Show HN: Claude skill that evaluates B2B vendors by talking to their AI agents
A buyer AI agent just asked a vendor AI agent about health scoring methodology. The vendor agent confirmed it flags silent risk when product usage is high but executive engagement drops. The buyer agent cross-referenced against G2 reviews, noted it required manual threshold tuning per segment, and scored it: 9.2 with vendor-verified evidence. No human was in the loop.
This is the workflow Salespeak AI has packaged into a Claude Code skill. The MIT-licensed tool, at version 3.1.0 and hosted on GitHub, is called buyer-eval-skill. You give it your company and the vendors you are evaluating. It researches your context, asks domain-expert questions calibrated to the software category, interrogates vendor AI agents via the Salespeak Frontdoor API, cross-references public sources, and produces a scored comparison across seven dimensions with explicit evidence-level tracking. The pitch is clean: 43 percent of B2B buyers prefer a rep-free purchasing process, and most have already made their decision before talking to anyone. Independent vendor verification addresses a real friction point.
The mechanism, though, exposes a dependency that is not obvious at first. The buyer-eval-skill conducts full evaluations — including vendor agent conversations — only when vendors have Company Agents running on Salespeak's platform. Without that, it falls back to public sources: G2 reviews, Gartner reports, documentation. The evidence level drops from vendor-verified to public only, and the skill flags this transparently in its output.
In the sample evaluation (Gainsight, Totango, and ChurnZero on health scoring), Gainsight scores 9.2 with vendor-verified evidence. Totango scores 8.0 with vendor-verified evidence. ChurnZero scores 7.5 with public-only evidence because it has no Company Agent deployed. The scorecard makes the distinction explicit. This is honest design. It also means the evaluation quality is gated by vendor participation. The buyers who most need verified evidence — evaluating vendors without established public profiles — are least likely to get it, because those vendors have not yet deployed Company Agents. The tool works best for evaluating vendors who are already in the ecosystem.
The seven evaluation dimensions are weighted: Product Fit at 25 percent, Integration and Technical at 15 percent, Pricing and Commercial at 15 percent, Security and Compliance at 15 percent, Vendor Credibility at 15 percent, Customer Evidence at 10 percent, and Support at 5 percent.
The MIT license is genuinely permissive — any buyer AI agent can run this workflow. The constraint is the Salespeak Frontdoor API, which routes buyer queries to vendor agents. If vendors have not exposed Company Agents via that API, the interrogation does not happen. The skill is open; the protocol is not. This is an ecosystem play dressed as infrastructure, and it is honest about it in the same breath as it presents itself as open.
The dynamic this creates for vendors is not subtle. A company that deploys a Salespeak Company Agent gets vendor-verified evidence in buyer evaluations. A competitor that does not gets public-only scoring with a visible badge indicating lower evidence quality. That is pressure to join the ecosystem, regardless of how vendors feel about having their AI agents interrogated by buyer AI agents. Whether those vendor agents are adversarial participants — prompted to present their best case, not necessarily a balanced one — is the question the evaluation methodology document does not resolve. The framework cross-references vendor claims against G2 and Gartner, but there is no independent auditing of what the vendor agent actually says in conversation. It is a due diligence process that depends on the goodwill of the party being evaluated, in AI-native format.

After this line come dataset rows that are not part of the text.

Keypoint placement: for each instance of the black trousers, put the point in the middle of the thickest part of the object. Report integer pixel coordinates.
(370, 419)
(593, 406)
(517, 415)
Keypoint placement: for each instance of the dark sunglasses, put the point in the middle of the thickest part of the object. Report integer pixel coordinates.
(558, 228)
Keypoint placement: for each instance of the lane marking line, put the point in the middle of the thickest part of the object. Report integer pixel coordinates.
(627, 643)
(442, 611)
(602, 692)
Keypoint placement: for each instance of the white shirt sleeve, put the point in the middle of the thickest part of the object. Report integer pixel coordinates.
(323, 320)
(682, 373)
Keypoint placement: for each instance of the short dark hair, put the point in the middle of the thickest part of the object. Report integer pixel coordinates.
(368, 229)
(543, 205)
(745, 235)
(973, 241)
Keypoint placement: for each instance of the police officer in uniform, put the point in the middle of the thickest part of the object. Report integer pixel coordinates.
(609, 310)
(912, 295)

For buyers, the evidence transparency is the genuine value. Scores with explicit evidence levels, claims cross-referenced against independent sources, demo prep questions derived from evaluation gaps — it is what a rigorous human buyer would do, just automated. Whether vendor AI agents tell the truth in these conversations is what will determine whether this workflow becomes standard or becomes a liability.

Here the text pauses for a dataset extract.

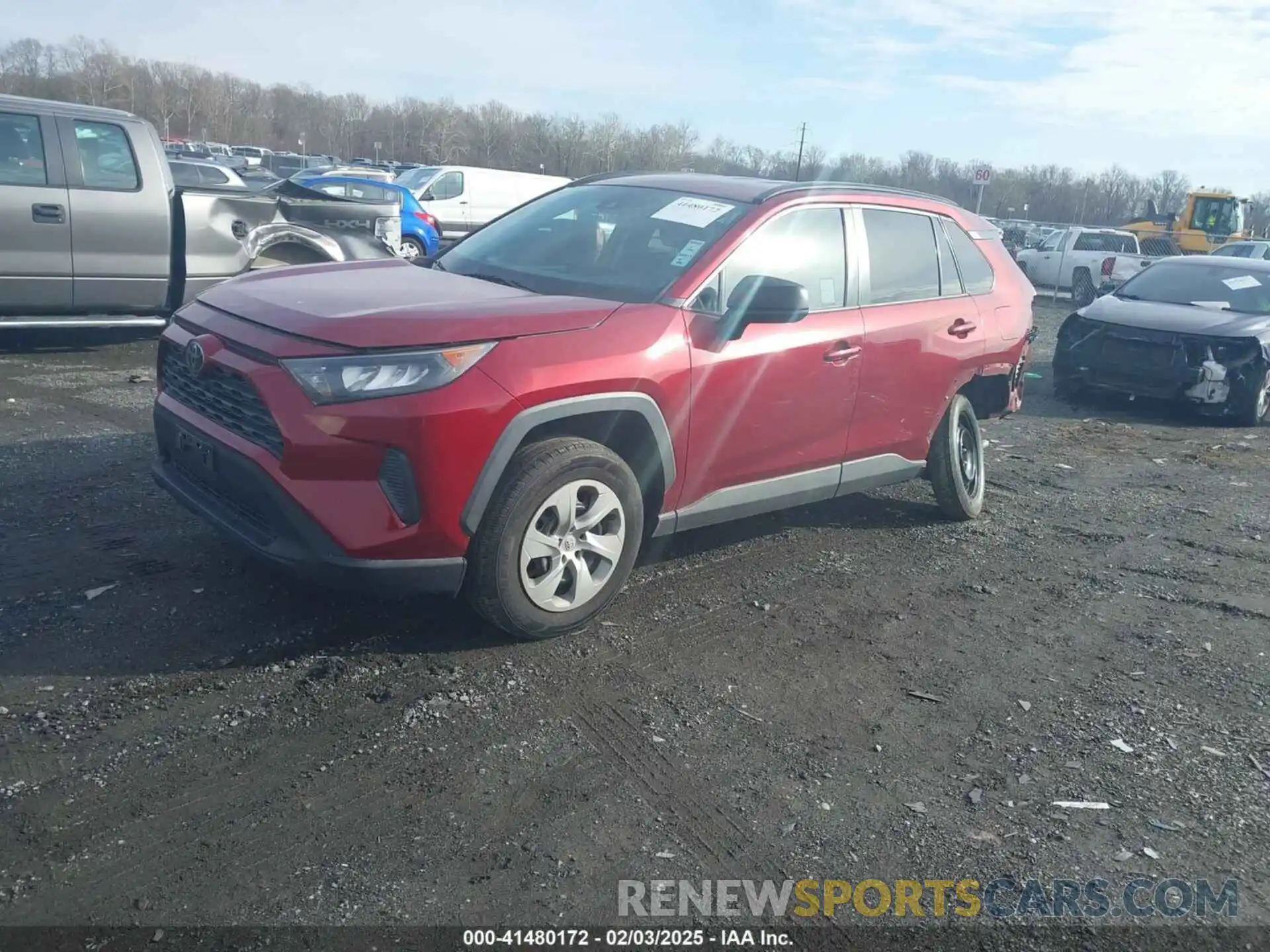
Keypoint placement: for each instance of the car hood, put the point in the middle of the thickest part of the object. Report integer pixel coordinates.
(390, 303)
(1183, 319)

The numbers behind this are not speculative. Between January 8 and February 7, 2026, Salespeak tracked over 640,000 AI agent visits to B2B SaaS websites — 91 percent from ChatGPT. AI-referred visitors converted at 4.4 times the rate of organic search visitors. AI agents are not just browsing B2B websites; they are making purchasing decisions. Vendor AI transparency is becoming a category because the traffic already exists. The buyer-eval-skill is infrastructure catching up to a pattern already in motion.